You can prepare and use quinoa just like other grains, whether you cook it like rice or use ground quinoa flour for baking. It’s not a true grain, though -- quinoa is actually a seed. Still, it's easy to digest and contains several nutrients that support your digestive tract, including fiber and B vitamins.
Fiber for Digestive Movement
Fiber adds bulk to the mass of churned food that leaves your stomach, which helps stimulate muscles in the wall of your digestive tract to contract. In the small intestine, these contractions mix food with digestive enzymes and facilitate the absorption of nutrients into your blood stream. In the large intestine, fiber absorbs moisture, adds bulk to stool and prevents constipation. One cup of cooked quinoa contains 5 grams of fiber. This amount provides 20 percent of the 25 grams of fiber women should eat daily, and 13 percent of men’s recommended daily intake of 38 grams.
Quinoa contains B vitamins and an amino acid, both of which support digestion. Thiamin is essential for the production of hydrochloric acid, so it’s an important nutrient for digestion in your stomach.
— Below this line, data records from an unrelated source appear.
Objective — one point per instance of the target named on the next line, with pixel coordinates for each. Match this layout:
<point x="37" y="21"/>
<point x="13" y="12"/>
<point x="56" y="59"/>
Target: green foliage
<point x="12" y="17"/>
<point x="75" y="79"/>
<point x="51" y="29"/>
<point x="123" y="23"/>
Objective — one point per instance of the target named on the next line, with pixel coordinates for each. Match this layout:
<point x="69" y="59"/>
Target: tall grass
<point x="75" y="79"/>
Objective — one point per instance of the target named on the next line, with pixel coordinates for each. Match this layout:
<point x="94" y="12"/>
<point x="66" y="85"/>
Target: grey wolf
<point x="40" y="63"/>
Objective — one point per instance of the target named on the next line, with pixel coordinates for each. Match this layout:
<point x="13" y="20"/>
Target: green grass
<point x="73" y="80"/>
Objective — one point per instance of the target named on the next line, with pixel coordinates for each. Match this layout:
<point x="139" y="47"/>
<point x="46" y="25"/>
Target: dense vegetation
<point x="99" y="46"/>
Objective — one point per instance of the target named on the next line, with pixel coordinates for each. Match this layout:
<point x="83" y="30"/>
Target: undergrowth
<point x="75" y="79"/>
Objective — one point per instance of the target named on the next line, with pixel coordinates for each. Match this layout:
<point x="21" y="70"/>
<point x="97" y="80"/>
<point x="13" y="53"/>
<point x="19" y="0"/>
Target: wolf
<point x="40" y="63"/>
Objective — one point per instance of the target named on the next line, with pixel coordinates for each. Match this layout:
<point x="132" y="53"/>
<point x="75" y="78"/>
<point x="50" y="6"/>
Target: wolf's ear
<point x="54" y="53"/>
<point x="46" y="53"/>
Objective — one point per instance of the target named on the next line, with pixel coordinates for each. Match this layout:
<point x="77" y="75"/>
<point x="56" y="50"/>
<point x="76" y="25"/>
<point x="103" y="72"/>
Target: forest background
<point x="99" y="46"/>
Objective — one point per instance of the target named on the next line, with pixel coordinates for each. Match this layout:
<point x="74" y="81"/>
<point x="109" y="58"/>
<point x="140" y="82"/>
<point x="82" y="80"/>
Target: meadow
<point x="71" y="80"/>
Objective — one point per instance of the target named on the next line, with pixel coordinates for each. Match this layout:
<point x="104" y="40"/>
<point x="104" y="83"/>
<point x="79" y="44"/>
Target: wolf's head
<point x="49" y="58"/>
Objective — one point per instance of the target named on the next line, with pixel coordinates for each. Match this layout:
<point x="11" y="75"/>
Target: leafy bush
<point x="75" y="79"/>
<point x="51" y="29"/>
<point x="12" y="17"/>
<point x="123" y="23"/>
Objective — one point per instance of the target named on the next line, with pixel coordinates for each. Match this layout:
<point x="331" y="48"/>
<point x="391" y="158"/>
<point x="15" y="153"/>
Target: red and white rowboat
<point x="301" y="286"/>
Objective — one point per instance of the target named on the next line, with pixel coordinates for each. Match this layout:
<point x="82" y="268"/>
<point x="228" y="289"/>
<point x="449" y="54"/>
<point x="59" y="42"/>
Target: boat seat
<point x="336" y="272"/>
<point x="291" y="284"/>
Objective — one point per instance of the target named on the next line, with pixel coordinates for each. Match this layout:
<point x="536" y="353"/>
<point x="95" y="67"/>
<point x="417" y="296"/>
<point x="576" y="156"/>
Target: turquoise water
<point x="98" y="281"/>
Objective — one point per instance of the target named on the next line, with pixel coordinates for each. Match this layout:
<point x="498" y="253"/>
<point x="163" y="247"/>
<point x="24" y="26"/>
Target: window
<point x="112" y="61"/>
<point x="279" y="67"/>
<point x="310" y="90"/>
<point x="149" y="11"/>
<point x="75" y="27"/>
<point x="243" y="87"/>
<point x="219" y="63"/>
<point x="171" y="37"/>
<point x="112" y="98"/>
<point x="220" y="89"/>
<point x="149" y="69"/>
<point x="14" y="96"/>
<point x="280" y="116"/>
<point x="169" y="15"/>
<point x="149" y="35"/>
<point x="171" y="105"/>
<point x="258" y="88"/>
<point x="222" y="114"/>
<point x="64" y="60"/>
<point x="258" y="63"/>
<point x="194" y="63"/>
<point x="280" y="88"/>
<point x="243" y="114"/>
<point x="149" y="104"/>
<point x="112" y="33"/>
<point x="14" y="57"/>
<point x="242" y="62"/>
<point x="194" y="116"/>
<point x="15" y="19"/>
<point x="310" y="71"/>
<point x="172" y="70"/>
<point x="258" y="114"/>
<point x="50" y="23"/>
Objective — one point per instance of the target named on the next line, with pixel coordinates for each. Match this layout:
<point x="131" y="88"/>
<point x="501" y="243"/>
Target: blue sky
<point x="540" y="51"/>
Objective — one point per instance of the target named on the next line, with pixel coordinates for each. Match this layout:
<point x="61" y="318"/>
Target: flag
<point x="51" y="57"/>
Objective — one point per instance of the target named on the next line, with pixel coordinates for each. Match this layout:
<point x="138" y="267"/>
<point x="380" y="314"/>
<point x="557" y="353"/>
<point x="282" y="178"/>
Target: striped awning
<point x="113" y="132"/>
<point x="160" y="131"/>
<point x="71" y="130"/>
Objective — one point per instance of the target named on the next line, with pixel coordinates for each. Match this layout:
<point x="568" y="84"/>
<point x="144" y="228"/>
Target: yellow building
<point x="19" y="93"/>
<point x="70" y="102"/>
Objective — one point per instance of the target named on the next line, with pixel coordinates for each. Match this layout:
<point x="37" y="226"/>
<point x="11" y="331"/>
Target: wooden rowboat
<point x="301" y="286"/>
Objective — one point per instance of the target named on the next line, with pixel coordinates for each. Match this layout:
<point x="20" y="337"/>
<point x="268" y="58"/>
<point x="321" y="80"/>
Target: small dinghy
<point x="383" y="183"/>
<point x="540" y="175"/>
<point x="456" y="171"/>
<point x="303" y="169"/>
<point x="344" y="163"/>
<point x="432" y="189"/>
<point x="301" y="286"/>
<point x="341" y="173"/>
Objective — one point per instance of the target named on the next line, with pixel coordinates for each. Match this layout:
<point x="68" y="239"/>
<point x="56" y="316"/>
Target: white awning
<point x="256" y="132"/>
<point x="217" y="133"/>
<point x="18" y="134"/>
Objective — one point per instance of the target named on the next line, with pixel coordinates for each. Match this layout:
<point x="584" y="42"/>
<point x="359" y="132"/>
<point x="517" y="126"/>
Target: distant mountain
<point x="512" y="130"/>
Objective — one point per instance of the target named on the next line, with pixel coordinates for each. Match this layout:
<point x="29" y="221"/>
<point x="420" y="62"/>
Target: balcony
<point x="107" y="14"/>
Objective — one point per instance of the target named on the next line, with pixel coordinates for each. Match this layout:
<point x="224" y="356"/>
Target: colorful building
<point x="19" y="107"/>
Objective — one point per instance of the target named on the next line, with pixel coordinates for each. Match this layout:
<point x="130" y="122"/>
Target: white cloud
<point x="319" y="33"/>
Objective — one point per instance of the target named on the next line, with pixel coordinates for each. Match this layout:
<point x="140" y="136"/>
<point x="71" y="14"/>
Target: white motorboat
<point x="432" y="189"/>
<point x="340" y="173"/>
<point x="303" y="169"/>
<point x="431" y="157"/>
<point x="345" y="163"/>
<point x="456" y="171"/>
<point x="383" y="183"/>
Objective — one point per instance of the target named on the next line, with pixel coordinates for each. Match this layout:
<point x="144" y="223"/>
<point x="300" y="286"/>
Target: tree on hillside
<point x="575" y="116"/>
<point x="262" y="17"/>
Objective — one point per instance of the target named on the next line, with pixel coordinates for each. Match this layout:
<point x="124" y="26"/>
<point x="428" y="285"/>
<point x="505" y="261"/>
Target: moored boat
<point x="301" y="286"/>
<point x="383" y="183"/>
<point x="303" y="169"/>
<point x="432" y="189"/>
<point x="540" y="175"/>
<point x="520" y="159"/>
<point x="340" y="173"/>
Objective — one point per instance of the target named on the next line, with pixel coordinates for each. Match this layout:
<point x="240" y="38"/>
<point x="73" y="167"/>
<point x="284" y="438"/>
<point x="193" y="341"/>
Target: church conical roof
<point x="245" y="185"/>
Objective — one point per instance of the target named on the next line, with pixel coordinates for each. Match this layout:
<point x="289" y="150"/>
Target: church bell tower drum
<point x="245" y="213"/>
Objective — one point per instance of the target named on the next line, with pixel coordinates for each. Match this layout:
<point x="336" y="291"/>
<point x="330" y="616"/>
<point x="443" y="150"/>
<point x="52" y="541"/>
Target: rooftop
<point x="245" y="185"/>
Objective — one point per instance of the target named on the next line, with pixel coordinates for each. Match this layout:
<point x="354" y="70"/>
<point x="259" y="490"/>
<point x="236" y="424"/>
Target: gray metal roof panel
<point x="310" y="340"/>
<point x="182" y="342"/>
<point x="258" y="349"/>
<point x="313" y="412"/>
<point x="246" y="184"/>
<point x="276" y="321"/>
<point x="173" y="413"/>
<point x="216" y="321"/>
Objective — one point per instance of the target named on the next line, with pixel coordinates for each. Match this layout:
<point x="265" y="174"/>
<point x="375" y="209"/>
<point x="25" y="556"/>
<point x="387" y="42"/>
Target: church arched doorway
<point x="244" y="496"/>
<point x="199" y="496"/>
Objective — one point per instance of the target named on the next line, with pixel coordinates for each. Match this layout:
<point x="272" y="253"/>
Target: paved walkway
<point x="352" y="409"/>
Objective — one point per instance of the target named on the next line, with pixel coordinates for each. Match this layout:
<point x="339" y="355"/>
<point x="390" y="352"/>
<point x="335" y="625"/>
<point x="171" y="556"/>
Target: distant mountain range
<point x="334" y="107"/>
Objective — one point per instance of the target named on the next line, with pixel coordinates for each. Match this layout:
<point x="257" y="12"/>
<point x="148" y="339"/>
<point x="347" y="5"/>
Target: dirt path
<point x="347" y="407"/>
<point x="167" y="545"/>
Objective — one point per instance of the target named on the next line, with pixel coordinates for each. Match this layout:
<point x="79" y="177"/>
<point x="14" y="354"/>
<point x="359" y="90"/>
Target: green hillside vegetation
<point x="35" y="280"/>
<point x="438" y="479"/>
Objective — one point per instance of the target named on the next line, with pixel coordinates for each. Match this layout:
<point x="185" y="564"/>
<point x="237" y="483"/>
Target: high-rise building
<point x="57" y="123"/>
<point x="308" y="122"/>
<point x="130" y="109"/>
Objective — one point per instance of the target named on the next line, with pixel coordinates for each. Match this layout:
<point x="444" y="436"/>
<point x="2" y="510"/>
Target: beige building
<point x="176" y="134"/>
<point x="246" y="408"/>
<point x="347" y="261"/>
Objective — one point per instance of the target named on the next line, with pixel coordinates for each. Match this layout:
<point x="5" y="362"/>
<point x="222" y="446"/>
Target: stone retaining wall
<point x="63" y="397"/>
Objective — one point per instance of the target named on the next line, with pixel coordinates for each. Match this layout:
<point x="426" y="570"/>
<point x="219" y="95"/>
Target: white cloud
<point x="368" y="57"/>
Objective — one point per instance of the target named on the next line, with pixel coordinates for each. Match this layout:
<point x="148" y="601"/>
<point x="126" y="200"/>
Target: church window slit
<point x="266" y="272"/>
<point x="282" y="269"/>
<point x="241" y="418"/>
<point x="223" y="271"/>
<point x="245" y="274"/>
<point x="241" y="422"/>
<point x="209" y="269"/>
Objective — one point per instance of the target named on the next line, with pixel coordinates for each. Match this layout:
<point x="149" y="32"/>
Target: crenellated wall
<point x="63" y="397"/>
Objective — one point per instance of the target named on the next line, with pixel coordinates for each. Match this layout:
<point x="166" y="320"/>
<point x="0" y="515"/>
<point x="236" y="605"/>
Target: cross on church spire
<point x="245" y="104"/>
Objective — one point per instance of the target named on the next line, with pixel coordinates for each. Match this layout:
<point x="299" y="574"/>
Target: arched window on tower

Your body depends on riboflavin for the normal development of cells in the lining of the digestive tract. Quinoa also contains the amino acid glutamic acid, which your body can convert into glutamine. Glutamine provides the primary source of energy for cells in your intestinal tract and keeps the mucosal lining healthy, according to a 2012 report in the “Journal of Epithelial Biology and Pharmacology.”
Whether prepared as a grain or ground into flour, quinoa offers a gluten-free alternative to wheat, rye and barley products. If you have celiac disease, gluten triggers an immune response that results in damage to structures in the small intestine that absorb nutrients. Avoiding all gluten is the only way to maintain a healthy digestive tract and ensure normal absorption of nutrients. Quinoa provides an especially nutritious gluten-free option because it provides complete protein, as well as more protein, potassium, calcium, magnesium and iron than other gluten-free grains, such as corn and rice.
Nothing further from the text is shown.